Congressman Adrian Smith says new pilot regulations are crippling air travel in rural America and could spread to cities all over the world.
Smith has been pushing to ease 2014 FAA regulations greatly increasing the hours pilots must train and the rest between flights they must take.
Smith contends the regulations have created a pilot shortage which has disrupted air travel throughout the Third District and beyond.
“This is not just about Kearney, North Platte, Scottsbluff, Alliance, Chadron, and Grand Island.
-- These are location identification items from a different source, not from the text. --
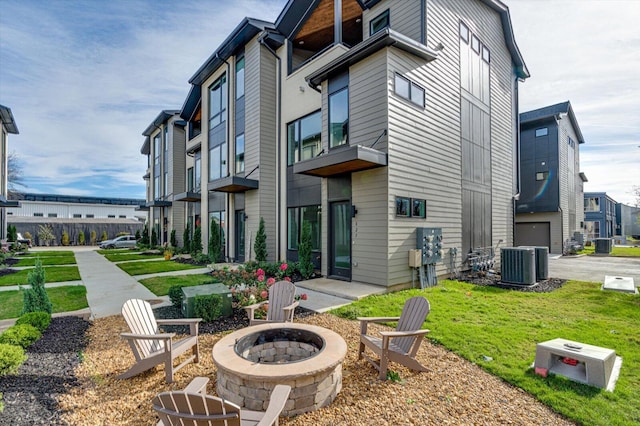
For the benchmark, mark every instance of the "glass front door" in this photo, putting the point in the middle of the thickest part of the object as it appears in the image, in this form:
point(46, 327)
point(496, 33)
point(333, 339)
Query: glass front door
point(340, 239)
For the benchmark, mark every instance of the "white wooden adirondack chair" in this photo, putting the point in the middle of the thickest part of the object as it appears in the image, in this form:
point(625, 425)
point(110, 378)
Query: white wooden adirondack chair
point(192, 406)
point(150, 347)
point(282, 304)
point(401, 345)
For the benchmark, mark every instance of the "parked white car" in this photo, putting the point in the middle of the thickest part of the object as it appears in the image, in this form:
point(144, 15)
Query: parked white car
point(124, 241)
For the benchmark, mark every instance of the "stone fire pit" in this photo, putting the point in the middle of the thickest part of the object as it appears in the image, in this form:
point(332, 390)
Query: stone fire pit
point(251, 361)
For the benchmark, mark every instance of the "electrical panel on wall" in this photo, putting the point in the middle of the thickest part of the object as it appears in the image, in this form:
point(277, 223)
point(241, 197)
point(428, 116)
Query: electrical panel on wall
point(429, 241)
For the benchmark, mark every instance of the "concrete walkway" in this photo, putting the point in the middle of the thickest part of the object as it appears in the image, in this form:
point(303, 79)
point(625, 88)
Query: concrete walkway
point(108, 286)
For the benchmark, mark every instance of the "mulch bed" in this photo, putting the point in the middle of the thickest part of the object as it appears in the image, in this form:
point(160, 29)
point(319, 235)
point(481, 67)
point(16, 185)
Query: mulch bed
point(53, 387)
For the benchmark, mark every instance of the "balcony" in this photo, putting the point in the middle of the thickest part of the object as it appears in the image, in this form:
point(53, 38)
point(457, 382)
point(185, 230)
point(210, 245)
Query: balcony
point(340, 161)
point(233, 184)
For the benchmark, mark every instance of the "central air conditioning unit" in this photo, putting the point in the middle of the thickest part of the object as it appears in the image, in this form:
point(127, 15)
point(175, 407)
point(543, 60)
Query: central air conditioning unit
point(603, 245)
point(542, 261)
point(518, 265)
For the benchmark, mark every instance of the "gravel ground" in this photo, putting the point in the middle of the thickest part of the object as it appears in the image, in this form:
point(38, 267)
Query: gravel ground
point(30, 396)
point(454, 391)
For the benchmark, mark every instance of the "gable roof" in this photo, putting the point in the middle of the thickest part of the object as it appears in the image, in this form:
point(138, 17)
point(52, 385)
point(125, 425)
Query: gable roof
point(7, 120)
point(553, 111)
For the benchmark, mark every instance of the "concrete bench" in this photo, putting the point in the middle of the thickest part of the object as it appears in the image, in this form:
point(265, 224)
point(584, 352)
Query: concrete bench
point(595, 366)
This is a nation-wide and like I said I think, ultimately, even an international issue,” according to Smith. “We don’t want to hamstring U.S. airlines the taxpayers have had to bail out in the past.”
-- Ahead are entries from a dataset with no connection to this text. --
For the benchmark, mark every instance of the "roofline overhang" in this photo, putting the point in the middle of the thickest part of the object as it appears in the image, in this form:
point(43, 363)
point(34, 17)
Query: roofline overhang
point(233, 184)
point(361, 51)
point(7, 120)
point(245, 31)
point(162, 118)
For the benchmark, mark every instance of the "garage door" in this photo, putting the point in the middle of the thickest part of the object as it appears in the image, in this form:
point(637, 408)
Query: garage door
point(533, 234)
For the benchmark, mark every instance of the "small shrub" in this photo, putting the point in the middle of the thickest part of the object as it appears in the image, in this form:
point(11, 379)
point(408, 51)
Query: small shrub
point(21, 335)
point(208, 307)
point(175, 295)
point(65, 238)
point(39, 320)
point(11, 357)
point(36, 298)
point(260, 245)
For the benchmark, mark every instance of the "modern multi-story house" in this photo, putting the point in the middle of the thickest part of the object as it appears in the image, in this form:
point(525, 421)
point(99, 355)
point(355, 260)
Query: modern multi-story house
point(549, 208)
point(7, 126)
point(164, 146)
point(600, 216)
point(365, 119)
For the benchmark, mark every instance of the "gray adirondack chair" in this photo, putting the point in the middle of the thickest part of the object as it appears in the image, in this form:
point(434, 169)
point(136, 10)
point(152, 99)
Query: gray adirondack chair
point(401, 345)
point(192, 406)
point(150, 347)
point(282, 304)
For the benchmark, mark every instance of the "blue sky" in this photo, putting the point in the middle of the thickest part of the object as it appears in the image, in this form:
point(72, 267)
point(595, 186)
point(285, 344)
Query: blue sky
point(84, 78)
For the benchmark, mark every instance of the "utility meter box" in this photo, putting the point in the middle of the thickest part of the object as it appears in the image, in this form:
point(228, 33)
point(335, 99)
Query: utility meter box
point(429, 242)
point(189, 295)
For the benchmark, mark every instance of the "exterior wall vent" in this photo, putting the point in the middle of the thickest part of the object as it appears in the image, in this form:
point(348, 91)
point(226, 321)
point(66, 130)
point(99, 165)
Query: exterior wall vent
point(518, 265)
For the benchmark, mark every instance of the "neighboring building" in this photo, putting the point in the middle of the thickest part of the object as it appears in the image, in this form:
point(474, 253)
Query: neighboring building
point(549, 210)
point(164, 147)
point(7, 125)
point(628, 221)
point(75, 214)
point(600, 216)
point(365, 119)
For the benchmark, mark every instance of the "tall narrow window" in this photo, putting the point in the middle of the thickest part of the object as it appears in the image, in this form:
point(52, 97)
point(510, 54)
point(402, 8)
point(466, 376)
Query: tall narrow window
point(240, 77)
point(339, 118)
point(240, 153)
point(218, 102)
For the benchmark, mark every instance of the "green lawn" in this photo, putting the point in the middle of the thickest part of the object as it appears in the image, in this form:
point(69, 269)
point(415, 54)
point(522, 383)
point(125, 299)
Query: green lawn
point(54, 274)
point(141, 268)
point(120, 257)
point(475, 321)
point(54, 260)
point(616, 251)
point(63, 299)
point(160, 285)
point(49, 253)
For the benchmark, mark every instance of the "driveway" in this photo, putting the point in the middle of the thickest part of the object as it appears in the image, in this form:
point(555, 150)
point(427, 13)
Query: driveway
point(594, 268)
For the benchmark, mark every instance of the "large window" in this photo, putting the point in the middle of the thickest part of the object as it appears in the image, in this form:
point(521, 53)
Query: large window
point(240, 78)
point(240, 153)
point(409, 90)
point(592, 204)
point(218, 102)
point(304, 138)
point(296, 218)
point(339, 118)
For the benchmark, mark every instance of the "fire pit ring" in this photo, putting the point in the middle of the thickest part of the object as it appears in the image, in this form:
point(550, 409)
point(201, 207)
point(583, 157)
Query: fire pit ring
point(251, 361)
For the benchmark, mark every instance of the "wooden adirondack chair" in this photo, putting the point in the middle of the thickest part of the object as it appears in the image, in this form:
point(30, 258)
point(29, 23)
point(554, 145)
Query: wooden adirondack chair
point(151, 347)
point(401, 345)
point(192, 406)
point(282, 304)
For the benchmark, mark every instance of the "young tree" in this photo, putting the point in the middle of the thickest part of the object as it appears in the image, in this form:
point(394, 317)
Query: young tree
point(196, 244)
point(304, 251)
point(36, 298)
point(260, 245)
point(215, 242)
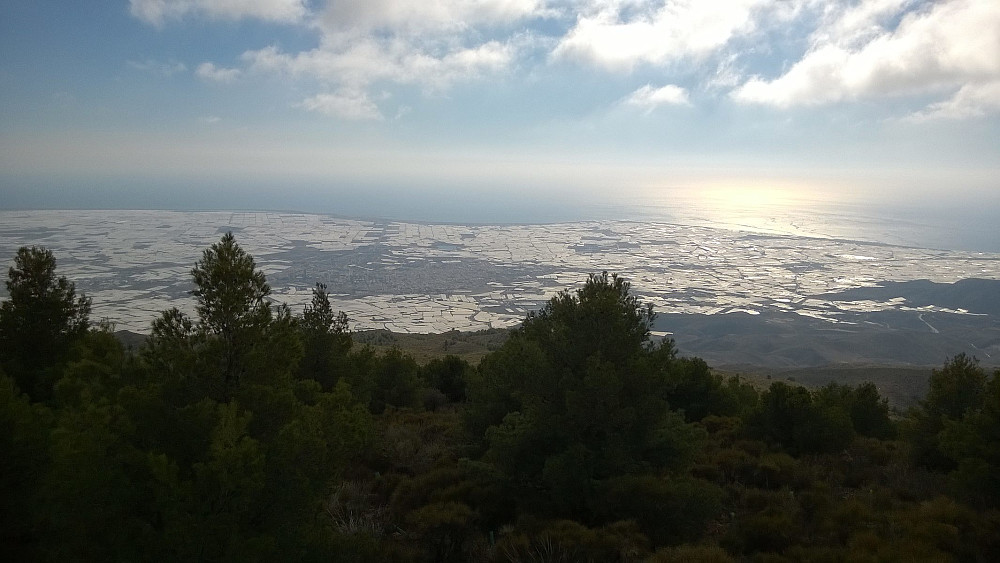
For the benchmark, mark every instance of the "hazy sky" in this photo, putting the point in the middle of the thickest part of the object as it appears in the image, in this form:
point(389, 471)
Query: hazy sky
point(268, 98)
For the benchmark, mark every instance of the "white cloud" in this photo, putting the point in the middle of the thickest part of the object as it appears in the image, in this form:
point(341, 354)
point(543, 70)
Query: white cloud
point(618, 35)
point(972, 100)
point(158, 12)
point(945, 47)
point(158, 67)
point(410, 17)
point(210, 72)
point(650, 98)
point(344, 104)
point(370, 60)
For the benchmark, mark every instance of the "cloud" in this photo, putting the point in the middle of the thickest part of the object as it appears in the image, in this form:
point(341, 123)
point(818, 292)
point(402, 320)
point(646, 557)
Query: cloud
point(359, 17)
point(619, 35)
point(650, 98)
point(212, 73)
point(344, 104)
point(158, 12)
point(934, 49)
point(158, 67)
point(972, 100)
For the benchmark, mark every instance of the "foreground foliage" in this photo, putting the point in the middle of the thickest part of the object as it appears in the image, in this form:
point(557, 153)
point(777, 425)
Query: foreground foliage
point(251, 433)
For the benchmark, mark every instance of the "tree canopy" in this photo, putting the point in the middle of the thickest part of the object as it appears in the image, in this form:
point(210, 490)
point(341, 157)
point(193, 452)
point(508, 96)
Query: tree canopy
point(40, 320)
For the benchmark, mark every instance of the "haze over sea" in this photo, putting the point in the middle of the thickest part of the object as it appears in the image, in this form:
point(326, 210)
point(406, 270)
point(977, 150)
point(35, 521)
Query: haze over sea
point(968, 222)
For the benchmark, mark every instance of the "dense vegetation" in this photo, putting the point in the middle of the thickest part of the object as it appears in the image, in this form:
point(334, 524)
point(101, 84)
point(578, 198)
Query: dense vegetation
point(251, 433)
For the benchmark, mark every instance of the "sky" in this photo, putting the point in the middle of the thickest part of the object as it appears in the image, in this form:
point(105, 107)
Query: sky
point(313, 104)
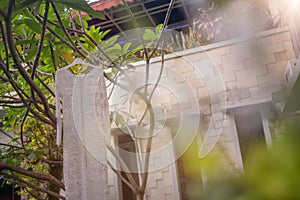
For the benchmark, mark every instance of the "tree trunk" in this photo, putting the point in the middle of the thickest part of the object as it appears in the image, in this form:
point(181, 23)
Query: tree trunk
point(56, 171)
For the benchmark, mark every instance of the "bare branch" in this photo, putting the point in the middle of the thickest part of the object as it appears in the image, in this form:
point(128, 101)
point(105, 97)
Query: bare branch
point(27, 184)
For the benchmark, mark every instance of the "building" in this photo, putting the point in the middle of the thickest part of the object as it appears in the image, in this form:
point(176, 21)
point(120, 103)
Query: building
point(260, 79)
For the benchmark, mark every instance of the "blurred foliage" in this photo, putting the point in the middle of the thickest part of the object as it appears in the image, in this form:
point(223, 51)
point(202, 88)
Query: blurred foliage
point(270, 174)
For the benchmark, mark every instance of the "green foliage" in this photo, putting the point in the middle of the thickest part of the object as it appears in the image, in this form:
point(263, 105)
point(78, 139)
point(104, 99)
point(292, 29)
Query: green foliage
point(270, 174)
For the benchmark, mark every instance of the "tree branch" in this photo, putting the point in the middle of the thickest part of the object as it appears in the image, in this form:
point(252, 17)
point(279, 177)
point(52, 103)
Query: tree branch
point(32, 174)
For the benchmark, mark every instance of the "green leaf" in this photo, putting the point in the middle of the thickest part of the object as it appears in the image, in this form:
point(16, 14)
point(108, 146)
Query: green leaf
point(31, 53)
point(81, 5)
point(3, 4)
point(23, 5)
point(33, 25)
point(126, 47)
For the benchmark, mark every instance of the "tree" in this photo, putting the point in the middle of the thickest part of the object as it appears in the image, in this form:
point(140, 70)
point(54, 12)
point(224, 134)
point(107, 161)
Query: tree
point(39, 37)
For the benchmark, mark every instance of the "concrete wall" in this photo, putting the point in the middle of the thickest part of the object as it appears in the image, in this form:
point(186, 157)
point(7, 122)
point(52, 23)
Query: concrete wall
point(252, 72)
Smith says the growing number of cancellations not only disrupts travel plans, it prevents many small airports from clocking the flights needed to qualify for federal infrastructure funding.
Smith would like the House Transportation and Infrastructure Committee to include the Small Airport Regulation Relief Act he sponsors in the next Federal Aviation Administration (FAA) reauthorization.
The new FAA regulations went into effect at the beginning of last year. The FAA increased the hours co-pilots need to train from 250 to 1,500. Pilots must now take 30 hours of rest each week, a 25% increase.
Smith says the new regulations have disrupted air travel not just in Nebraska, but throughout the country.
H.R. 853, the Small Airport Regulation Relief Act, would direct the FAA to use enplanement numbers from 2012 when calculating appropriate annual funds for airports under the Airport Improvement Program (AIP) for the next two years. The federal money can be used for runways, taxiways, aprons, noise control, land purchases, navigational aids, as well as safety and security.